La dégradation des finances publiques américaines
Les finances publiques des États-Unis affichent une trajectoire de plus en plus préoccupante. En 2025, le déficit fédéral s’élève à environ 7 % à 8 % du PIB, soit plus de 2 000 milliards de dollars, avant même l’éventuelle adoption de nouvelles lois fiscales ou budgétaires.
La dette publique brute dépasse les 34 000 milliards de dollars, représentant 122 % du PIB, selon les projections du FMI. Hors contexte de crise comme celle de 2020, il s’agit du niveau le plus élevé jamais enregistré dans l’histoire économique du pays.

Ces chiffres traduisent un désalignement croissant entre les dépenses publiques, structurellement élevées, et des recettes fiscales qui peinent à suivre.

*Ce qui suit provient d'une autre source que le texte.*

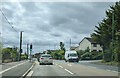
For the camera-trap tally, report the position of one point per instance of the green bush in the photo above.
(98, 56)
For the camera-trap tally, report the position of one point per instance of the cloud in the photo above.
(45, 24)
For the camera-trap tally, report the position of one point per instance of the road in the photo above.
(58, 69)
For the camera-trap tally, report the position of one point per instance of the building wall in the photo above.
(84, 44)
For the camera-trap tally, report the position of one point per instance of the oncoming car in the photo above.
(46, 59)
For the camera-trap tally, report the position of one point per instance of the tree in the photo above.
(107, 33)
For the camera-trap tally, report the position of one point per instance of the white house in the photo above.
(89, 42)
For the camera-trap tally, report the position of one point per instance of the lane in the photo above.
(91, 63)
(19, 70)
(49, 70)
(8, 65)
(100, 66)
(81, 70)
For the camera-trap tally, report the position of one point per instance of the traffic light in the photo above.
(31, 47)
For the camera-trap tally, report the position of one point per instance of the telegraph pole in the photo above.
(20, 44)
(30, 51)
(27, 51)
(70, 43)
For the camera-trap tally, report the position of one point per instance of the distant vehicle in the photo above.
(46, 59)
(71, 56)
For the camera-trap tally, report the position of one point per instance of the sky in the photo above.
(46, 24)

Les déséquilibres budgétaires américains trouvent leurs racines dans plusieurs causes durables. La première est démographique : le vieillissement de la population pèse fortement sur les programmes sociaux, notamment Social Security (retraites) et Medicare (santé des seniors). En parallèle, les dépenses liées à Medicaid, le programme de couverture pour les plus modestes, continuent de croître après son extension sous l’administration Obama.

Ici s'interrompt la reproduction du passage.